Palupi menunggu Winda di depan gerbang sekolah saat waktu pulang tiba. Meskipun sekarang ia sudah tahu cara naik angkutan umum sendiri, ia tetap ingin pulang bersama Winda.
Begitu matanya menangkap sosok Winda, Palupi langsung melambaikan tangan.
“Winda...”
Winda sedikit tertegun melihat Palupi menunggunya. “Kamu nggak pulang? Nungguin aku?”
“Ehmm, ayo pulang bersama.”
Winda tersenyum kecil, tapi kemudian menggeleng.
“Palupi… aku nggak bisa pulang bareng kamu. Aku harus pergi kerja paruh waktu buat membiayai kebutuhan sekolahku. Aku nggak seperti kamu. Aku bisa sekolah di sini karena beasiswa, jadi untuk memenuhi kebutuhan selama sekolah, aku masih harus mengandalkan gaji dari pekerjaan paruh waktuku ini.”
Palupi menatap Winda sejenak. Tatapan prihatin di wajahnya perlahan berubah menjadi harapan.
“Winda… apa aku juga bisa ikut kerja di tempatmu? Aku juga sedang butuh uang buat ongkos ke sekolah. Apa kamu bisa bantu aku?”
Winda menatap Palupi dengan ekspresi tercengang. Mulutnya bahkan sampai terbuka.
“Palupi, kamu nggak lagi bercanda, kan? Rasanya nggak mungkin kamu sampai nggak punya uang buat ongkos sekolah. Barang-barang sekolahmu saja harganya…”
Palupi tersenyum kecil lalu membuka tasnya. “Lihat! Di tasku cuma ada 30 ribu. Uang ini aku pinjam dari pelayan di rumah.”
“Saat ini, aku sedang dihukum sama ayahku. Aku nggak boleh memakai fasilitas sopir keluarga untuk pergi ke sekolah. Ayahku juga nggak mau memberiku uang saku, dan mungkin ini akan berlangsung selama beberapa bulan ke depan. Winda… apa aku bisa minta bantuanmu?”

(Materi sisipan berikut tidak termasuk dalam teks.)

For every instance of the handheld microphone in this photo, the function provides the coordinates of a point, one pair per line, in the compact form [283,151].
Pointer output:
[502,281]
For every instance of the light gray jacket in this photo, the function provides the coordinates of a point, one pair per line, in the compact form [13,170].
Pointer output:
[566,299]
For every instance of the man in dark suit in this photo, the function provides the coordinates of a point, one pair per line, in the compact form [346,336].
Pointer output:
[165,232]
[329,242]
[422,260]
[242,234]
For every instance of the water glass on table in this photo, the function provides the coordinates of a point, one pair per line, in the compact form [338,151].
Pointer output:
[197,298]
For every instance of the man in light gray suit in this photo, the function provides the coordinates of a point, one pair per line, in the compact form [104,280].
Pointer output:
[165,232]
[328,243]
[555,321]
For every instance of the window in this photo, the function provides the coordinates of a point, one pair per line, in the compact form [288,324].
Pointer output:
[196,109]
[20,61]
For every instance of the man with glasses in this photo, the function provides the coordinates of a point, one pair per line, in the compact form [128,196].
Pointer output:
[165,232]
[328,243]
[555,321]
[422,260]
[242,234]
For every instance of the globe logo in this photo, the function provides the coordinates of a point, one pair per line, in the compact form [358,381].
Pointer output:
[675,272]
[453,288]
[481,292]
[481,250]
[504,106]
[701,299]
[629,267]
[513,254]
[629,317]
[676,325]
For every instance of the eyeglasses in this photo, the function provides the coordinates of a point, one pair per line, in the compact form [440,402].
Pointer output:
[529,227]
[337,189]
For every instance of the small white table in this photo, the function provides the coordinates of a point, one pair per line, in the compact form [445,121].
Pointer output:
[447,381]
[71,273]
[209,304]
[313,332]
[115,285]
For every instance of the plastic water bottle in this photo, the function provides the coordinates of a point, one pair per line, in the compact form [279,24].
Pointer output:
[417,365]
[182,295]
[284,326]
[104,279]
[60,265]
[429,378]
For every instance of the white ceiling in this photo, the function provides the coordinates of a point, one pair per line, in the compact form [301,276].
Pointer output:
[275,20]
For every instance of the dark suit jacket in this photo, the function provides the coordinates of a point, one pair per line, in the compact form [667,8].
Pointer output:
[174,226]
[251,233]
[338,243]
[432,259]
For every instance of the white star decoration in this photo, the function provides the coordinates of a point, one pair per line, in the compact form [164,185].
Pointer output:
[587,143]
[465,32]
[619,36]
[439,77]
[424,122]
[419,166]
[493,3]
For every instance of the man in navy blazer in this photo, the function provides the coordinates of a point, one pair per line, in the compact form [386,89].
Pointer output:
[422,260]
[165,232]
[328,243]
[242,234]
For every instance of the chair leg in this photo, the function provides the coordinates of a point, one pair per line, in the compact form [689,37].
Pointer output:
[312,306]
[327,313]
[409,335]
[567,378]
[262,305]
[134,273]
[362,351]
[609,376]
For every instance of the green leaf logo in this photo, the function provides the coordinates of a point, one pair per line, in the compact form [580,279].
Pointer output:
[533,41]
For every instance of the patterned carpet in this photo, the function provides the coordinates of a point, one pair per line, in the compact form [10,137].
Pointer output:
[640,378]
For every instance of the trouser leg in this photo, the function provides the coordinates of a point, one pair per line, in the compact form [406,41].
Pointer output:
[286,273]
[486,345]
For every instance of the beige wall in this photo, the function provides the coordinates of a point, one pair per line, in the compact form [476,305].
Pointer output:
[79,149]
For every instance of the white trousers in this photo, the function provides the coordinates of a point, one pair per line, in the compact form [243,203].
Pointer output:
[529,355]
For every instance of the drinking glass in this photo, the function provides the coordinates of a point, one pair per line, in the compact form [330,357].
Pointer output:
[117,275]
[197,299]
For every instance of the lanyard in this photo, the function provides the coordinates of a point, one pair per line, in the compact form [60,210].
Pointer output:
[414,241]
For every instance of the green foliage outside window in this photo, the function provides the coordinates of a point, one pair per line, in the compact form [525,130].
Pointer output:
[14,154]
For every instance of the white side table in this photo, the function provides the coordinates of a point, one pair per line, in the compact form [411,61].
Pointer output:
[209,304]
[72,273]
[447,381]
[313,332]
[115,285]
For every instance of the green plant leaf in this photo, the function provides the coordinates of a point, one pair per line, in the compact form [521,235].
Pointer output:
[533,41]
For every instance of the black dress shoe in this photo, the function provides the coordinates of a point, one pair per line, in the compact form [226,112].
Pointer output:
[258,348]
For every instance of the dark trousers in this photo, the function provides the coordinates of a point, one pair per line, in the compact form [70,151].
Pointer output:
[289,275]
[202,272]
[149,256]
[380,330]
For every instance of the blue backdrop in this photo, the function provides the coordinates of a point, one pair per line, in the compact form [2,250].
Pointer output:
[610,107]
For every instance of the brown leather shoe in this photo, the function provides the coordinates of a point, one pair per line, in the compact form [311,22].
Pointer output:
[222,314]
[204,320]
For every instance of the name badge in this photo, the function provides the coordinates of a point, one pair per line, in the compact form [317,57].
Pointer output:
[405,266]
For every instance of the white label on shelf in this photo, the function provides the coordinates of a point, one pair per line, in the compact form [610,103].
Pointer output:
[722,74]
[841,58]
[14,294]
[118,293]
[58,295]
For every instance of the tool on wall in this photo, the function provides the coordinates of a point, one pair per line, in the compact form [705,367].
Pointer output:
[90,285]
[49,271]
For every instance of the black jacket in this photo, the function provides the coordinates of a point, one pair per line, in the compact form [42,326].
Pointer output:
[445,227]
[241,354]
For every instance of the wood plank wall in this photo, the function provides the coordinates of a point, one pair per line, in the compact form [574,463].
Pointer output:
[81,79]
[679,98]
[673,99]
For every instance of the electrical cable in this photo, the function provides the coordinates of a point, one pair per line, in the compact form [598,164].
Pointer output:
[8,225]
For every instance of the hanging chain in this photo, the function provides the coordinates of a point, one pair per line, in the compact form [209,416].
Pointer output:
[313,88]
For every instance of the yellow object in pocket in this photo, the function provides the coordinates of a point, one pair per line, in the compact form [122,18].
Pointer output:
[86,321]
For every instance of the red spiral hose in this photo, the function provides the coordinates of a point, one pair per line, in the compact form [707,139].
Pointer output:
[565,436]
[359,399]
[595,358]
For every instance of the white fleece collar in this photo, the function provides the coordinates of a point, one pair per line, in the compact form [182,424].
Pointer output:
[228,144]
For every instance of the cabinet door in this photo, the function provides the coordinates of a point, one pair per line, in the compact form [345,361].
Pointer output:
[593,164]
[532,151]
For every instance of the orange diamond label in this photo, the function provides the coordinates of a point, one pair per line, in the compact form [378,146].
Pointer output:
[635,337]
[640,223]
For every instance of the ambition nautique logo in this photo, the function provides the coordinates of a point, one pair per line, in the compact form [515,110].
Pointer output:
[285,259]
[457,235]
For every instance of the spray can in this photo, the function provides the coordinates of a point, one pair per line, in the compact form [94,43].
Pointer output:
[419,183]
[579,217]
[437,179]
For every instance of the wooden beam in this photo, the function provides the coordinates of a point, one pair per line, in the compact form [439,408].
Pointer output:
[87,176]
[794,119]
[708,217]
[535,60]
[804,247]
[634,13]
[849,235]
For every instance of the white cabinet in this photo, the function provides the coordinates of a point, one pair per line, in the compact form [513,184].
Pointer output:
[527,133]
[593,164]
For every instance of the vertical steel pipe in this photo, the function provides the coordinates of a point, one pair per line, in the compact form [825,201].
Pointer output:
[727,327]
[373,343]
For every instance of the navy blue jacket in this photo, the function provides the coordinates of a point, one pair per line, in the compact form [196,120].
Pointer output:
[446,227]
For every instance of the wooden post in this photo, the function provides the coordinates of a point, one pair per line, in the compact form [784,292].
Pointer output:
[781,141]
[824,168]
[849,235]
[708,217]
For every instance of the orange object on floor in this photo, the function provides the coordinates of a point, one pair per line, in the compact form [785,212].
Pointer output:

Winda menepuk bahu Palupi ringan. “Kalau kamu serius, aku bisa bantu. Kebetulan bos tempat aku kerja memang lagi kekurangan tenaga untuk bagian dapur. Apa kamu mau?"
"Tapi nggak seperti yang kamu pikir. Tempatku kerja nggak mandang siapa kamu? Kalo kamu niat kerja di sana, ya, kamu harus kerja serius, gimana? Mau?" Lanjut Winda dengan ekspresi serius.
“Mau! Aku mau.”
“Oke... ayo kita pergi.”
Butuh waktu sekitar sepuluh menit bagi Palupi dan Winda untuk sampai ke tempat kerja itu. Tempat tersebut adalah sebuah rumah makan mewah milik pengusaha tambang yang sudah lama pensiun.
“Ayo masuk. Kita temui bosku dulu.”
Palupi mengangguk dan mengikuti Winda berjalan menyusuri restoran hingga ke bagian belakang bangunan yang terpisah dari bangunan utama.
'Tok. tok. tok.' Winda mengetuk pintu di depannya pelan.
“Siapa?" Tanya orang di dalam ruangan.